Actors and film crew prepare to shoot the scene. Onscreen text reads 'Shakespeare Unbound - The Tempest 5.1 - In conversation with John Bell'.
John Bell is interviewed by James Evans.
JAMES EVANS:
John, why do you think Prospero breaks his staff and renounces magic?
JOHN BELL:
I think the play has a lot to do about giving up things. Uh, Prospero has to give up, first of all, his status, his power as a magician, his status as the duke - he hands that over to his children.

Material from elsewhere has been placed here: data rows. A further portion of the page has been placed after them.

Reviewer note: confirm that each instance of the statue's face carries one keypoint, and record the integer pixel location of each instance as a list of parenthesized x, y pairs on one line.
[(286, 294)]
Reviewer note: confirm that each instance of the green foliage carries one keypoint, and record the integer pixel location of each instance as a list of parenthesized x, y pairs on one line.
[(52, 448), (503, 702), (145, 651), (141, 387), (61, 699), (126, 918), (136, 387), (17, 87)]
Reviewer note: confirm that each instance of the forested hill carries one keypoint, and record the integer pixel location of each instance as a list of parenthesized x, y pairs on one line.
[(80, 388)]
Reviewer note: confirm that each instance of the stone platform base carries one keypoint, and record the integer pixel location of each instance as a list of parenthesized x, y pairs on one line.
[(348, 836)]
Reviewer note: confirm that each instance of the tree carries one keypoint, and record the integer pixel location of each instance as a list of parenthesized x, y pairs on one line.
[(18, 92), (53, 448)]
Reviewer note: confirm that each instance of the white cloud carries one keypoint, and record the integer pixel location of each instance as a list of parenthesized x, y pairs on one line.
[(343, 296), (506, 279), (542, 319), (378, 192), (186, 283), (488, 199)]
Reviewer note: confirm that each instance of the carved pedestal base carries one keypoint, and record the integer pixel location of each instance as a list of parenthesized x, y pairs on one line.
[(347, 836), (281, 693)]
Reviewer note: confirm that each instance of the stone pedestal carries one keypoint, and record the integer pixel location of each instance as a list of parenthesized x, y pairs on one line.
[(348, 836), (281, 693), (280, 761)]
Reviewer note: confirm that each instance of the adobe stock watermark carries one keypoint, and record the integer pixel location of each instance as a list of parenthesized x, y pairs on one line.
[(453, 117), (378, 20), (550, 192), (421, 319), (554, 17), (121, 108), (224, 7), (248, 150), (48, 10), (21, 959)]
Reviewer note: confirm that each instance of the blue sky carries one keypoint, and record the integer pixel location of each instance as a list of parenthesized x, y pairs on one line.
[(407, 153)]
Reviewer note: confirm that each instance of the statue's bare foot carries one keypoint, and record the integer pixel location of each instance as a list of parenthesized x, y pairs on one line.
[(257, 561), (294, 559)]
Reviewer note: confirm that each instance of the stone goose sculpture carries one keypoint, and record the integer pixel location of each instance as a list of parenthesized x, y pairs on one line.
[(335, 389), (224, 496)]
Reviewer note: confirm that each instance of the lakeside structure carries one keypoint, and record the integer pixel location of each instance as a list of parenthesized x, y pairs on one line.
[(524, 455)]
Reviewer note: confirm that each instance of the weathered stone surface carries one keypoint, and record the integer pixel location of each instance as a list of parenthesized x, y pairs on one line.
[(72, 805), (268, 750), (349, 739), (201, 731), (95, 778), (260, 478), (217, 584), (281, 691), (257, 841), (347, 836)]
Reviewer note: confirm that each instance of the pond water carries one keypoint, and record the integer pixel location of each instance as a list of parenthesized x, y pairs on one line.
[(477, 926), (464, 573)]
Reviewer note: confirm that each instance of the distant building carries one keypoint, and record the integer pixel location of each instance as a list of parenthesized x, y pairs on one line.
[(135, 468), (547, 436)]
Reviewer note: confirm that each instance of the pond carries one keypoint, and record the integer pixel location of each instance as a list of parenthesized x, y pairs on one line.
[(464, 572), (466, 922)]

Shot of John Bell performing Prospero's soliloquy.
JOHN BELL:
He has to give up his anger, his vengeance, his wanting to control people. He has to let all of that go. So, really, the play is about... giving up all those powers. And I think, in these terms, the book and the staff represent magic. And magic's an inferior thing. It's not as good as spirituality. It's a primitive thing. So you've got to get rid of that, and the trappings of magic, and go for true spirituality, which is giving up all of that and finding yourself.
JAMES EVANS:
Shakespeare, in his late plays, has these themes of forgiveness, reconciliation and redemption. Is that a theme across a lot of his work?
JOHN BELL:
It certainly is the theme of the later work, very, very strongly - they're all about that. You see traces of it earlier on, but it gets muddied. I mean, Portia does a great speech about mercy, and then she proceeds to strip Shylock of all his worldly goods. So it's always compromised in some way. But these last plays are uncompromising - about forgiveness and reconciliation. And that's the hardest thing to do. That's why Prospero finds - the hardest thing is to forgive. And Ariel has to persuade him, 'If I were human, I would do it.' And Prospero says, 'Well, if you can do it, I can do it.' But I think that's the single hardest thing. Giving up his daughter is hard, giving up his magic is hard, but giving up his revenge, that's the hardest thing.
JAMES EVANS:
Now, you've played Prospero a number of times over your career. Do you find that you approach it in a different way each time you play it? Or do you find something new in the character each time?
JOHN BELL:
I think you find something interesting and new just by getting older, you know? I'm too old now for Prospero. I'm 74. Prospero should be about 44. If you work it out chronologically, he should be a younger man. Um, you've got to be an old man before you can appreciate that. So... I think, um, you know... I don't think the part has all that many options. He can either be more or less benevolent, more or less punitive, but the outline of the character stays pretty constant. What you can do is find more and more about yourself in the role, I think. And until you are older, you can't appreciate what it means to give up your child, to give up power, to give up resentment. But by doing this part, you realise what a great freedom that is. And he becomes free by giving up all of that stuff.
JAMES EVANS:
Mm. Now, there is a theory that, in fact, the voice of Prospero is the voice of Shakespeare himself - coming to the end of his career, hanging up his quill. What do you make of that theory?
JOHN BELL:
Look, it's very convenient, a bit sentimental. Uh, but there could be an inkling of truth in it. After all, he was coming towards the end of his career. He was in his late 40s when he wrote this. And there is a feeling he'd said all he wanted to say, somehow. A lot of artists reach that position where they've... made their big statements. After King Lear, what is there left to say, you know? Um, so maybe he was thinking, 'OK, it's about time to give it all up.' And so there could be an inkling of it in that last speech, but, then again, Prospero is nothing like Shakespeare. Prospero is a dreamer. Shakespeare was a very practical man. Very pragmatic, he was very good with money, he was very good in buying property, good businessman... He wasn't a dreamer. He didn't footle around. So he's nothing like Prospero in that way. And he's nothing like Prospero in the fact that, uh... Prospero is such a controller. Because Shakespeare, I think, is all about freedom. His theatre is free, uh... free of clutter, free of, you know, of props and all that sort of stuff. It's about an empty space and actors using words. So I think you'll find a lot about freedom in all his work. And he wasn't as constricted a person as Prospero obviously is.